Das ließe sich als retromanisches Futter für Menschen abtun, die sich nicht mehr an Pickel und Peinlichkeiten ihrer Pubertät erinnern. Aber unter dem goldenen Schimmer der nostalgisch gefilterten Erinnerung liegen andere, dunklere Farben, die dem Bild eine Tiefe geben. Als Produzent verantwortlich für den Sound ist Steve Mackey, sonst Bassist bei Pulp.

Ein so harmlos betiteltes Lied wie I Want You erschreckt zu schaudernden Synthesizern mit gefährlich obsessiven Zeilen: „Wenn ich könnte, würde ich deine Hand so fest drücken, das jedes Gelenk kracht / ich würde meine Arme um Dich legen und jeden Knochen in Deinem Rücken brechen“. Und Losing My Mind verbindet den lichten Mitpfeifrefrain mit der zeitlosen Düsternis verflossener Liebe. Die Sonne im Bandnamen, die synthesizerseligen Tastentakte, das schunkelige Schlagzeug und der euphorische Gesang stehen in einem künstlerisch fruchtbaren Spannungsverhältnis zu Herzschmerzthemen und adoleszenten Abgründen.

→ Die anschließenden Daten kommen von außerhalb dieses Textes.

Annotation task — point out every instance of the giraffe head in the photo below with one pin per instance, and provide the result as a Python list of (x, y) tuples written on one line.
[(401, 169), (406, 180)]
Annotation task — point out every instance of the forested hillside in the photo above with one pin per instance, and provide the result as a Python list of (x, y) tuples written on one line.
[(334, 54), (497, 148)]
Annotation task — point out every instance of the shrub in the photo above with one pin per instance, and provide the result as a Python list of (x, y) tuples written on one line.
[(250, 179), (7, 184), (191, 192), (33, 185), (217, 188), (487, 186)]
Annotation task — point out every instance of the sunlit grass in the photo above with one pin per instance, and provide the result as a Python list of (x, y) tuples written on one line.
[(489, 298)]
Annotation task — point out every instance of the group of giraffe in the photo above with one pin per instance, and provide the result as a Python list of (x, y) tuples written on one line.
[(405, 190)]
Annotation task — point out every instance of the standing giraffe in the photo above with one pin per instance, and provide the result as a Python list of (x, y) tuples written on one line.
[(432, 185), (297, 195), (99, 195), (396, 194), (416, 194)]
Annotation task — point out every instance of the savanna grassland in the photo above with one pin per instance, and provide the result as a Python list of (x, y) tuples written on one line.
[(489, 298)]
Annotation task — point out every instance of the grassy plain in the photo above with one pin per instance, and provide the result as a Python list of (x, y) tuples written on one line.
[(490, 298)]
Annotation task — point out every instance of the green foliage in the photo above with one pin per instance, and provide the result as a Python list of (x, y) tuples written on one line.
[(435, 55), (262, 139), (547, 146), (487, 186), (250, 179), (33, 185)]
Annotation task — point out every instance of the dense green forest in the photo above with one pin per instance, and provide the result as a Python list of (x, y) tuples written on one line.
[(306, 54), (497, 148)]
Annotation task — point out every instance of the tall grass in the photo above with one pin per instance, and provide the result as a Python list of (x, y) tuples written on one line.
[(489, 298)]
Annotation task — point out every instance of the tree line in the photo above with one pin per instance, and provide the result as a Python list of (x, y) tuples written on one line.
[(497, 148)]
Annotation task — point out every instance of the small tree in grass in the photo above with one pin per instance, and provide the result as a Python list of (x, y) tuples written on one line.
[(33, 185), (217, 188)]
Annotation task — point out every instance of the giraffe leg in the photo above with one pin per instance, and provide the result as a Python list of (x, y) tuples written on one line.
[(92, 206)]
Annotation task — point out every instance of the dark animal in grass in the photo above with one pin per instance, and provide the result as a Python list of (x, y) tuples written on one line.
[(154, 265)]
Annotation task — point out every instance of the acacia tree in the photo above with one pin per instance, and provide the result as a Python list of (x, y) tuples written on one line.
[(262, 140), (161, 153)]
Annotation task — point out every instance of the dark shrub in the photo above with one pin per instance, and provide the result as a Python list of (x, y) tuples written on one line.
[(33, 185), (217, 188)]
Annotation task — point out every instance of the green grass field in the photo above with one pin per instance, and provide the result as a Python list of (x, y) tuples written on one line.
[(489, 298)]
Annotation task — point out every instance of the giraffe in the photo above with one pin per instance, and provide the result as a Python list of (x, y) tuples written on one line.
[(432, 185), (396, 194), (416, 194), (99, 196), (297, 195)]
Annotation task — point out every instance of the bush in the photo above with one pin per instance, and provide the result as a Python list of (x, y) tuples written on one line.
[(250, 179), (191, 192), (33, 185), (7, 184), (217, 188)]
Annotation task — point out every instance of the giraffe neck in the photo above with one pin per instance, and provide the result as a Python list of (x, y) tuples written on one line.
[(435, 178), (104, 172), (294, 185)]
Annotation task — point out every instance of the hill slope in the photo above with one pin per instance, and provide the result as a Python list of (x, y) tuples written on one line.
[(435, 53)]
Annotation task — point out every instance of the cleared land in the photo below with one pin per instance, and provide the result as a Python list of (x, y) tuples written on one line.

Das Duo verortet seine Figuren in verschiedenen Jahrzehnten in der Geschichte von Condale, Figuren wie die 16-jährigen Cathy, die unsterblich in den Sänger der örtlichen Band The Alleycats verliebt ist, oder Louis Sley, Bürgermeister des Jahres 1954, der eine Affäre mit Bebe West beginnt, einem tragischen Starlet. Aber trotz musikalischer Reminiszenzen an andere Epochen und moderner Produktionstechnik klingen die 14 Songs auf Welcome to Condale vom Eröffnungsstück Better Off Without You bis zum Schlussstück 1988 nach den ewigen Achtzigern. Samt Schattenseiten.


„Welcome To Condale“ von Summer Camp ist erschienen bei Moshi Moshi/Rough Trade.

Ihr derzeit einziges geplantes Konzert in Deutschland spielen Summer Camp am 25. November im Berliner Levee Club.